I send my SOS to the world

I send my SOS to the world

I hope that someone gets my

I hope that someone gets my

I hope that someone gets my

message in a bottle


If there’s one thing I don’t really miss about the 80’s, it would have to be The Police.  I honestly don’t know if it was the band or Sting himself.  What I do know is that their songs  brought a sense of urgency to find something else to listen to.


Yes I did end a sentence with a preposition.  I read somewhere here on the Internet that it’s more of a no-no in Latin and not so much here in Mercan.


So much for the non-sequitur lead into what could have been a ranting blog about musicians who practice solipsism.    There’s only one world here, and you’re in it right now without the benefit of bassists who proclaim the sexual benefits derived from Salutation to the Sun.


Ladies and gentlemen, if you’re looking for a brilliant collection of ingredients which go way beyond the constraints of Jewish dietary law, SOS is the way to go.


As I understand it, Dad picked up the recipe to this gastronomical assault during his days in the Army.  When I was growing up, SOS made its way to the dinner table on a regular basis somewhere between the assorted presentations of various loafs which typically served to offend my picky pallet.


Over the years, my travels around this great state of ours have introduced me to many a folk my same age who were introduced to the recipe in the same manner I was; right between tuna loaf and meat loaf.

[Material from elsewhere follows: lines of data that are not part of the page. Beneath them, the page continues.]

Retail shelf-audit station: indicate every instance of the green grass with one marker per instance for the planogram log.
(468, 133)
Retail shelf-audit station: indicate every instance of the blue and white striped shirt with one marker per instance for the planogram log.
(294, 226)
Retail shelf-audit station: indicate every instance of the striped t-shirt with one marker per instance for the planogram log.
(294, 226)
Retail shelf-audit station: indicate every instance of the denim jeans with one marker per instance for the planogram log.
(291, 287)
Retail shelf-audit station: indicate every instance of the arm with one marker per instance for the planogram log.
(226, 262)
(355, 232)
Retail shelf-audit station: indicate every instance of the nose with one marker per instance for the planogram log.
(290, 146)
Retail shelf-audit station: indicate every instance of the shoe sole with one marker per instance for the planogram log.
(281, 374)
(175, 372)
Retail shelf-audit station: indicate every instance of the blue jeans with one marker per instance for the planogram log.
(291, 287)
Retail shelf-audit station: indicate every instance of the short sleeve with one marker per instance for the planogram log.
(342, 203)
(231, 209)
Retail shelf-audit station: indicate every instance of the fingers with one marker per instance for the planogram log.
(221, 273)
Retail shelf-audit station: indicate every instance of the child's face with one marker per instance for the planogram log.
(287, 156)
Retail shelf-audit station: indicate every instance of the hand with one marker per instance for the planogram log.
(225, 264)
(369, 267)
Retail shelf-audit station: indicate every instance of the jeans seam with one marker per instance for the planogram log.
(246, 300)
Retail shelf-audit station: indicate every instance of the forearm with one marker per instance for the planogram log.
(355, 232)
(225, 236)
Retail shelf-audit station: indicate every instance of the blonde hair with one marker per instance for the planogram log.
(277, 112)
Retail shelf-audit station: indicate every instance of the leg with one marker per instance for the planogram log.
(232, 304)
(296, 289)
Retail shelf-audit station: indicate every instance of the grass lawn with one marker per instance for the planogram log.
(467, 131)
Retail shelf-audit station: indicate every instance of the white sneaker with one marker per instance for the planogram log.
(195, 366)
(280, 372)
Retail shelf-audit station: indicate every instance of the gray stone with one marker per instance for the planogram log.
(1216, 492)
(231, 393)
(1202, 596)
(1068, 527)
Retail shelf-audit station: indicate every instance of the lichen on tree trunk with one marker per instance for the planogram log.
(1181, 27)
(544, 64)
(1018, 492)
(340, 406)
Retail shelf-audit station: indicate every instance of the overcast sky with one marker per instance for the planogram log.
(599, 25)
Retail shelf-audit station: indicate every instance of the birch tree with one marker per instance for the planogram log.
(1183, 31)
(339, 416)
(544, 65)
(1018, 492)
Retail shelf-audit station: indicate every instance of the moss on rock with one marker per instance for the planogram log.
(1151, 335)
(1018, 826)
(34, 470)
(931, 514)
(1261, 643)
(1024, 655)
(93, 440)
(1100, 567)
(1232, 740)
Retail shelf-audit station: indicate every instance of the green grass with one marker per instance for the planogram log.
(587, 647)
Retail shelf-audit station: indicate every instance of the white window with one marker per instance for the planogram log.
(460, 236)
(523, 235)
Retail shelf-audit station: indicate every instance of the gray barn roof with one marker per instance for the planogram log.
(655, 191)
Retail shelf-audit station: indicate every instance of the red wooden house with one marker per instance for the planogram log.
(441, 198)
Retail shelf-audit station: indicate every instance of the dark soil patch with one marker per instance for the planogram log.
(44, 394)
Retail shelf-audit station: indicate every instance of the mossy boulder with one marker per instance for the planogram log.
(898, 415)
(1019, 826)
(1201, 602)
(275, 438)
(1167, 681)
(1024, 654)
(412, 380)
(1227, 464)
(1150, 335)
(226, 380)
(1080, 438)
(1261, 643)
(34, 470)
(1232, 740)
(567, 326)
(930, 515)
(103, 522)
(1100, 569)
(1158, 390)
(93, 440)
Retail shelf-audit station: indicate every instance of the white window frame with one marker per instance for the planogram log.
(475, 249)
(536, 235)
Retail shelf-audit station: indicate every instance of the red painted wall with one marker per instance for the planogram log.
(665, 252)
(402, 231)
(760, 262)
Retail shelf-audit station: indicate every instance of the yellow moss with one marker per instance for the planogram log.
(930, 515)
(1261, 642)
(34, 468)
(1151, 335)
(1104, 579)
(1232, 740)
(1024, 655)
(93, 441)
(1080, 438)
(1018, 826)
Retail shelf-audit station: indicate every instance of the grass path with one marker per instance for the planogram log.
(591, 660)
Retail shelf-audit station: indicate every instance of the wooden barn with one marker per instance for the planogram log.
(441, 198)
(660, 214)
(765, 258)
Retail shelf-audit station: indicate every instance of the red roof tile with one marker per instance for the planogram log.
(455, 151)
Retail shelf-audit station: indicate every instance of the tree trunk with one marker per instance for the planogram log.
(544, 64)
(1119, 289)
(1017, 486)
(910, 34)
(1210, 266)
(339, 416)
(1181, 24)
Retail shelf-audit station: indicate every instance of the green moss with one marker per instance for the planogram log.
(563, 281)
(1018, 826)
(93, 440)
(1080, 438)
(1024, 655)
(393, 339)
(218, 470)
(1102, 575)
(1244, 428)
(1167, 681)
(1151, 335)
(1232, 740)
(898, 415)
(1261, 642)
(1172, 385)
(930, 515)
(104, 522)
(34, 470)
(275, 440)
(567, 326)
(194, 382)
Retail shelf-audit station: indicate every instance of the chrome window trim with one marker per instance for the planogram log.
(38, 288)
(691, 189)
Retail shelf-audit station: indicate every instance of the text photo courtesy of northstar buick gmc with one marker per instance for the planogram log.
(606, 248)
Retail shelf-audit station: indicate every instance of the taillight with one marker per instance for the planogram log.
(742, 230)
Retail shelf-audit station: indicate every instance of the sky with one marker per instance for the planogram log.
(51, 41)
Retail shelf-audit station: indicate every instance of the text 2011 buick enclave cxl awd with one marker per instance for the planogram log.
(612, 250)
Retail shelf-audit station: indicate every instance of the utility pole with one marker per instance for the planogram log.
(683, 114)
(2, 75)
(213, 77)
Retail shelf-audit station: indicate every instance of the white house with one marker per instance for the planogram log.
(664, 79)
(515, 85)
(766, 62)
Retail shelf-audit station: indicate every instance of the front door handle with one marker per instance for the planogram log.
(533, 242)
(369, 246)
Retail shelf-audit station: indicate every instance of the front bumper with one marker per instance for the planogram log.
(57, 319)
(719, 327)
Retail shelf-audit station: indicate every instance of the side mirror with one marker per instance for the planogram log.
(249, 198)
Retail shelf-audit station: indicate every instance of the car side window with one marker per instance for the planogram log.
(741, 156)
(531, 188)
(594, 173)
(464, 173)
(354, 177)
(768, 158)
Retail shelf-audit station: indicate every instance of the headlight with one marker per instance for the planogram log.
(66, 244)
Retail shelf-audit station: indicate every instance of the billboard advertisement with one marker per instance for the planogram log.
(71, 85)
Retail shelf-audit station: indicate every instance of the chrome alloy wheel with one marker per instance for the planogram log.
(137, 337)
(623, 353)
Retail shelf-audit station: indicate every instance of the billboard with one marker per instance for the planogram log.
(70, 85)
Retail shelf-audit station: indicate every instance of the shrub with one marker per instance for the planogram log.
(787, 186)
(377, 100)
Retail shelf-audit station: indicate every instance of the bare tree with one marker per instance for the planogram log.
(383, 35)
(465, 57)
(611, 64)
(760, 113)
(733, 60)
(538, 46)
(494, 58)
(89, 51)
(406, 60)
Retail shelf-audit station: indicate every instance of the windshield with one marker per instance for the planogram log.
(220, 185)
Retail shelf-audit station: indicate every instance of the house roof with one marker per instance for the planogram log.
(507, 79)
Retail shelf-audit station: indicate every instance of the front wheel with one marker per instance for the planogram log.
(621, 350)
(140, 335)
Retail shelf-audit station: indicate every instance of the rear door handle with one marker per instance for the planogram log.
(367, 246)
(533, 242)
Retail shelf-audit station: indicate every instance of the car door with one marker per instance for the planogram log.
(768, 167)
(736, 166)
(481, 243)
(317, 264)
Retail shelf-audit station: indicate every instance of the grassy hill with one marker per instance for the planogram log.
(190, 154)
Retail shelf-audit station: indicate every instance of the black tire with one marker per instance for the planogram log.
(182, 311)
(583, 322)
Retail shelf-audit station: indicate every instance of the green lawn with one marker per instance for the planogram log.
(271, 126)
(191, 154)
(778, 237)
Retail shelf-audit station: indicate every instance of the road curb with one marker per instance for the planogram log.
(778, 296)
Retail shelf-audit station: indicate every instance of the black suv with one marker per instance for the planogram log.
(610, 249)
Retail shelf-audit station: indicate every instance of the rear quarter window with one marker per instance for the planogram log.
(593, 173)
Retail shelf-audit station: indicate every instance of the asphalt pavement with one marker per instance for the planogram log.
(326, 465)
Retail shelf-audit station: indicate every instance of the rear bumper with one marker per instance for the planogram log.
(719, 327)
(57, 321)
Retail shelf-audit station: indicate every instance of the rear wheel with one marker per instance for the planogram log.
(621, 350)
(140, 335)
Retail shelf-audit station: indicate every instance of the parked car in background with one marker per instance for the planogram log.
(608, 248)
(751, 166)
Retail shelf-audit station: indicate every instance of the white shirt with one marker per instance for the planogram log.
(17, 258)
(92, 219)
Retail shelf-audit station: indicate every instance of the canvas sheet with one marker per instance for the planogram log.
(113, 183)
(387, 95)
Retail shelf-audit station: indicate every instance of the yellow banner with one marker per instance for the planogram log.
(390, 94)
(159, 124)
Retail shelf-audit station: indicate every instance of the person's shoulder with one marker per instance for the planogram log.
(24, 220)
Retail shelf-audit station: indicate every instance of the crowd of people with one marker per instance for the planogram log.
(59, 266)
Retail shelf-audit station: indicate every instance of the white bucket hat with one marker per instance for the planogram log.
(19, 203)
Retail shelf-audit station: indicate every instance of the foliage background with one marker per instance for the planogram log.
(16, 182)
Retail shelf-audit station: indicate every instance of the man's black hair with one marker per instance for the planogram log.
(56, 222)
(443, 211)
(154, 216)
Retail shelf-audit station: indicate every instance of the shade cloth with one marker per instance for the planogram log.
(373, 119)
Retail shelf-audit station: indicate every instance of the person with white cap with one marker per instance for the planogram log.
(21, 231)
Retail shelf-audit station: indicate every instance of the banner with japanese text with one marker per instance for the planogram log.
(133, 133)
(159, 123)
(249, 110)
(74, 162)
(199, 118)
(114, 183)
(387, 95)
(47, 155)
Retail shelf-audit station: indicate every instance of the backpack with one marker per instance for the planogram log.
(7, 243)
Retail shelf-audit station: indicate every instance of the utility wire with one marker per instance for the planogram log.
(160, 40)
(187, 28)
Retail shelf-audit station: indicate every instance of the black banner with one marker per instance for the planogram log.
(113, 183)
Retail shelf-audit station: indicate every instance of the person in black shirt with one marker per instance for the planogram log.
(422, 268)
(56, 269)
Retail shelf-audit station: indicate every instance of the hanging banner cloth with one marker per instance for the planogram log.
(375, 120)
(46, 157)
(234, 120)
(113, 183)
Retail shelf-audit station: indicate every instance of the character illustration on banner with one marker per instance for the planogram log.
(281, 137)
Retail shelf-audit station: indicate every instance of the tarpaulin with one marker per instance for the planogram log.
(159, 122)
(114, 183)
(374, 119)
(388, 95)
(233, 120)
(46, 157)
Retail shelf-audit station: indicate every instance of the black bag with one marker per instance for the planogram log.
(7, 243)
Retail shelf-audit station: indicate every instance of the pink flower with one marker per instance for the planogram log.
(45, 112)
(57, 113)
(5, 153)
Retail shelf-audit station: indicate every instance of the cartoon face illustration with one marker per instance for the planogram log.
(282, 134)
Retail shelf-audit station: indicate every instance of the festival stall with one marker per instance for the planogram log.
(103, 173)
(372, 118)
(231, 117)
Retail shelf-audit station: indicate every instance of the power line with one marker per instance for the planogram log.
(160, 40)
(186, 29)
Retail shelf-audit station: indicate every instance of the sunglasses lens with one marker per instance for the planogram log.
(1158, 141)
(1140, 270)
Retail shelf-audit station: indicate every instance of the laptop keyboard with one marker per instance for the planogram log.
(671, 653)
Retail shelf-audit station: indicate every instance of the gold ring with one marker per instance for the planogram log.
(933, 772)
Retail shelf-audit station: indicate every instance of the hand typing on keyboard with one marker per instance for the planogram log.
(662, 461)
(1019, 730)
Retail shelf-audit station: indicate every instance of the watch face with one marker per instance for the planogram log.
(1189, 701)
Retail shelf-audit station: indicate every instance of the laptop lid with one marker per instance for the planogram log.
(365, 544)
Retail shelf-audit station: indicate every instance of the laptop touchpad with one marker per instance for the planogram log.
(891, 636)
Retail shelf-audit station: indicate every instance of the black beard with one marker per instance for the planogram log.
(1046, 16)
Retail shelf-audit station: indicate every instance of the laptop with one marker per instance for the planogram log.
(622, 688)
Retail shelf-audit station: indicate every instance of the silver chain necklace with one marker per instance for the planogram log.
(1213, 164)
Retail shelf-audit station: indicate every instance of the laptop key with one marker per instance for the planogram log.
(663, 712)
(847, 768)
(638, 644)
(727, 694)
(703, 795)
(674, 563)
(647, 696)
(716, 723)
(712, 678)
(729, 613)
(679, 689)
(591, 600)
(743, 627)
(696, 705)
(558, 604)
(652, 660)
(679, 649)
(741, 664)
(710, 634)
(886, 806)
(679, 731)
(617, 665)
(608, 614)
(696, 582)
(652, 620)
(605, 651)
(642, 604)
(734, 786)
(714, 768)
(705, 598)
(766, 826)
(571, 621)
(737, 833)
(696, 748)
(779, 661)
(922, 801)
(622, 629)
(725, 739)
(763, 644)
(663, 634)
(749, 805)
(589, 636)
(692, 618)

When I met Wifey nearly twenty years ago, I knew she was a keeper when she served it up for me one night.


So I know the question that’s rifling through your skull right now, especially if you’ve never heard of SOS.  Cream chipped beef on toast is a traditional name, however I believe the  clinical term gathered from its service in the service is Shit On a Shingle.


I’ll give you a moment to catch your breath and fight back any heaving you may be entertaining.


Nowadays we don’t eat it a whole lot.  There’s not a whole lot of redeeming qualities from a lean protein, lots of veggies  point of view when you brown some ground meat, leave the grease, add flour and milk and slather it over white toast.


None the less, it does show up every once in awhile in front of my pie hole.  Shortly after, my lower GI reminds me why one of my sentimental favorites should only make occasional visits.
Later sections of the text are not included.